When it comes to corporate governance, the language used by the business media in headlines can be an interesting reflection of wider business and public concerns. The language of coercion (eg ‘forced to take into account) rarely goes down well in business circles. The same is true of the public when it comes to the scent of betrayal, eg ‘vows’, ‘abandoned’ and ‘backtracks.’ Yet the media seems to agree that the purpose of revising the corporate governance Code is, as the FRC states, to restore trust in business. Also, it has been 25 years since Cadbury.
It is also true that journalists are overworked and always on deadline, and that official embargoed press releases are rarely considered likely to contain anything earth-shattering. They are, therefore, read rapidly for salient points and translated into stories in a bid to deliver accurate copy swiftly.

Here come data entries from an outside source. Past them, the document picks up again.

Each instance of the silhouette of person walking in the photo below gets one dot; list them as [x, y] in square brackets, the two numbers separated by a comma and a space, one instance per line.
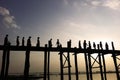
[69, 44]
[23, 41]
[29, 41]
[38, 42]
[101, 45]
[94, 45]
[6, 40]
[50, 43]
[84, 44]
[79, 45]
[106, 45]
[17, 41]
[58, 43]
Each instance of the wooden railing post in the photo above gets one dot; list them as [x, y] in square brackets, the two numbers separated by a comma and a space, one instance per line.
[45, 62]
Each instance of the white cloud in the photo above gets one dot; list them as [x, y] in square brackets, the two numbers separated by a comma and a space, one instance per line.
[65, 2]
[96, 3]
[113, 4]
[8, 20]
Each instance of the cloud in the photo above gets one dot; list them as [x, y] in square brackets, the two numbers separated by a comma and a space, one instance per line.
[8, 19]
[111, 4]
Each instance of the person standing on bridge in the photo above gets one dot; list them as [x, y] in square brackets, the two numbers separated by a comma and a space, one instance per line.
[38, 42]
[29, 41]
[94, 45]
[6, 40]
[50, 43]
[58, 43]
[17, 41]
[79, 45]
[84, 44]
[106, 45]
[23, 42]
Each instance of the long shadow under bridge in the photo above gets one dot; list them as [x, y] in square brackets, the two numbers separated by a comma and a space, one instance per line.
[87, 50]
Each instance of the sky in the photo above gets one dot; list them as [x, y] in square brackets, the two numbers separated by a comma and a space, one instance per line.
[94, 20]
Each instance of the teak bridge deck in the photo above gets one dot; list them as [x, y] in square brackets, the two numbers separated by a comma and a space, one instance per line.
[86, 50]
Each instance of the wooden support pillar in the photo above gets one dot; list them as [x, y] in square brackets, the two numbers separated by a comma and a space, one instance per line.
[45, 62]
[89, 59]
[3, 63]
[27, 64]
[7, 62]
[115, 62]
[103, 58]
[86, 60]
[76, 65]
[105, 76]
[48, 65]
[69, 66]
[61, 66]
[100, 63]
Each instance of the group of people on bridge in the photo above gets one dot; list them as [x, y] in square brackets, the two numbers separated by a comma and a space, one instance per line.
[58, 44]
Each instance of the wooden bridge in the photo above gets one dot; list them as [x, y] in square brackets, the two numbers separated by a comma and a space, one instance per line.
[87, 50]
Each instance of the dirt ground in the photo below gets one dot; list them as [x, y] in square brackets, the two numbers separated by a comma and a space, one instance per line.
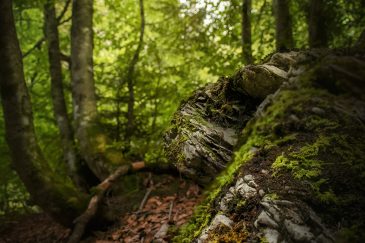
[161, 207]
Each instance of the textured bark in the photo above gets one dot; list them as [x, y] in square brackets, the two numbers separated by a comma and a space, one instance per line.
[317, 24]
[246, 32]
[48, 191]
[58, 97]
[131, 77]
[92, 142]
[297, 172]
[284, 32]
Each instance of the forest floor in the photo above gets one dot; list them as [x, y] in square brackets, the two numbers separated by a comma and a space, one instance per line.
[165, 203]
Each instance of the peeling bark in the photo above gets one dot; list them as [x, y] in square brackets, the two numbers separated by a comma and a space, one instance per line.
[92, 142]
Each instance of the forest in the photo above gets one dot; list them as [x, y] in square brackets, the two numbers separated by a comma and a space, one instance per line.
[182, 121]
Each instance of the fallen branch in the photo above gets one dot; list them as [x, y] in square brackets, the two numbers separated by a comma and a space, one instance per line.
[40, 42]
[82, 221]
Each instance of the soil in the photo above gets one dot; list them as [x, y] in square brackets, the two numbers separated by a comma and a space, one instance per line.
[169, 202]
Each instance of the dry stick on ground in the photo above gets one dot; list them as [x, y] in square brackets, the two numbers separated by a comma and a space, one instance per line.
[82, 221]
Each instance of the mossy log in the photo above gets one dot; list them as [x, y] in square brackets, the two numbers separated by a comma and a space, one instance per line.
[295, 169]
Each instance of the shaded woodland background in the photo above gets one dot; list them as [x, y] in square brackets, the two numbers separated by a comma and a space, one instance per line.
[150, 55]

It is not surprising then, that once the FRC’s proposed revisions to the UK corporate governance code had been digested, the FT ran a hard-hitting story six days later headlined UK corporate governance changes to hit dozens of chairmen. The subheading read: ‘Reforms to improve accountability to affect 67 of Britain’s largest listed companies.’
The reason? Because the proposed rules “state for the first time that chairmen should step down from their role after nine years on the board. This includes time spent in previous non-executive director roles” as stated in the FT. Take this along with diversity re-defined as “diversity of gender, social and ethnic backgrounds, cognitive and personal strengths” that are to be taken into account for appointments as well as more transparent succession planning, and you have quite a potent cocktail to bring about potential change.
The buzz around the need for true diversity is getting louder, and it’s coming from all directions from those who help to govern the country. Here’s the Financial Conduct Authority (FCA) speaking out: UK watchdog says financial scandals tied to poor diversity; subheading ‘Regulator believes the scale of bad behaviour at City firms has been made worse by a shortfall in the number of women and ethnic minorities.’
Note that the FRC’s proposals (Provision 18) also say: “All directors should be subject to annual re-election”, opening the door to ending the possibility that those ‘pale, male and stale’ directors asleep on the job remain in it, undisturbed.